Wednesday, January 10, 2007

Free music: Kyle Gann

I discovered Kyle Gann mainly through my interest in William Duckworth; Gann apparently is the world's leading authority on Duckworth's music (see my Dec. 18 post.) But reading Gann's comments made me curious about Gann himself, and I went from his blog to his official site, and discovered that it contains a great deal of Gann's music, freely downloadable as MP3 files. Gann's site is amusingly unhindered by modesty. I tried some of the files and found out Gann's music is very listenable, indeed. I'll download "Long Night," his only work available at, when my monthly subscription renews in a few days.

I've been reading Gann's book, AMERICAN MUSIC IN THE 20th CENTURY. (By reading, I mean jumping around and reading about various composers who interest me, while skipping over the music theory stuff which I don't understand.) The book includes an entry on one Kyle Gann. My guess is Gann is probably a leading authority on Gann, too, so let's quote the entry:

"Another composer heavily influenced by American Indian music is Kyle Gann (the author, born 1955 in Dallas, Texas) whose works are also drum-driven; specifically, he has developed a rhythmic language of changing tempos from the beat-shifting music of the Hopi, Zuni and Pueblo Indians.
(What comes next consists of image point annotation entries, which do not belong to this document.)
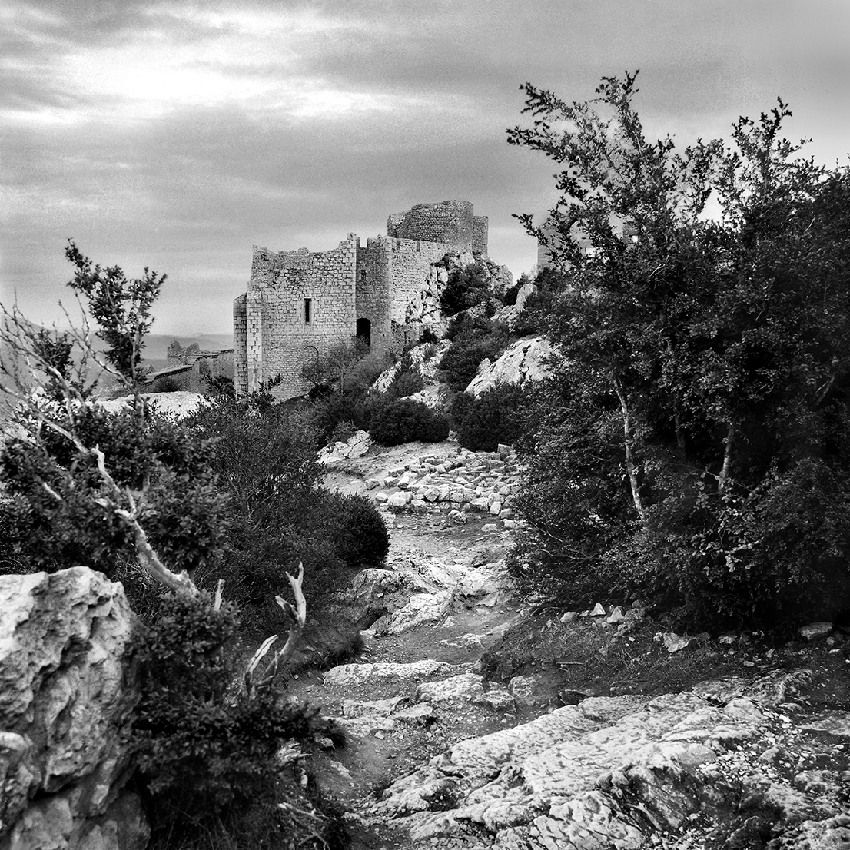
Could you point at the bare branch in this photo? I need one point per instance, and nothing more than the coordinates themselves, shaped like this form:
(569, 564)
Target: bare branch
(298, 614)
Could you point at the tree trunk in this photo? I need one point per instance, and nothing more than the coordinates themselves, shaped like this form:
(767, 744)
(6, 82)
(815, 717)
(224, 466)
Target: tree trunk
(723, 478)
(630, 465)
(681, 441)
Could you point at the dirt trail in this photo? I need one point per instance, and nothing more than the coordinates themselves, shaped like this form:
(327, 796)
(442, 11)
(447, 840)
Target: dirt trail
(455, 601)
(438, 756)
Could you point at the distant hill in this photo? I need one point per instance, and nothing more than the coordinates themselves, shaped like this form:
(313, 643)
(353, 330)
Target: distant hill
(156, 345)
(155, 356)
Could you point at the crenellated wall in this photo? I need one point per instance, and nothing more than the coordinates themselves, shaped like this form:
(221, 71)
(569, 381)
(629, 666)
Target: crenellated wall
(449, 222)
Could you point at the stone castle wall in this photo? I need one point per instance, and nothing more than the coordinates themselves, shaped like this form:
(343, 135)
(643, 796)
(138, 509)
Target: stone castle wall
(480, 232)
(449, 222)
(379, 283)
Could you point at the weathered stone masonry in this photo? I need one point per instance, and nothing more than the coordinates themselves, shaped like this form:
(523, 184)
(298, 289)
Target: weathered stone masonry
(300, 303)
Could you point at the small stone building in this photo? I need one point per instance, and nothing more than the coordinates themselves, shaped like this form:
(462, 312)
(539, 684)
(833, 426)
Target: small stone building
(300, 303)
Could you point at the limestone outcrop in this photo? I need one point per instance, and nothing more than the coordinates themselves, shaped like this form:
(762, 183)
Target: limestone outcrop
(613, 772)
(68, 685)
(525, 360)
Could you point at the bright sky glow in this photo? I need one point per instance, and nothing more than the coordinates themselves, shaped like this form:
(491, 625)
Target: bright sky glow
(177, 135)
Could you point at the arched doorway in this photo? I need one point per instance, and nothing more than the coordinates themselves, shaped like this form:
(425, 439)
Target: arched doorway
(364, 331)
In this respect his ensemble music (such as "Astrological Studies," 1994) is similar to Michael Gordon's, but smoother, more consonant, and more melodic, in a style once referred to by the "New York Times" as "naive pictorialism." Oddly (since postminimalism provides such a clear context for microtonal perception), Gann is the only totalist or postminimalist composer working in just-intonation tuning; his electronic works use purely tuned pitch systems of up to thirty-seven pitches per octave. An example is "Custer's Ghost to Sitting Bull" (1995), on a text imagined as spoken by General George Custer after the Little Bighorn debacle."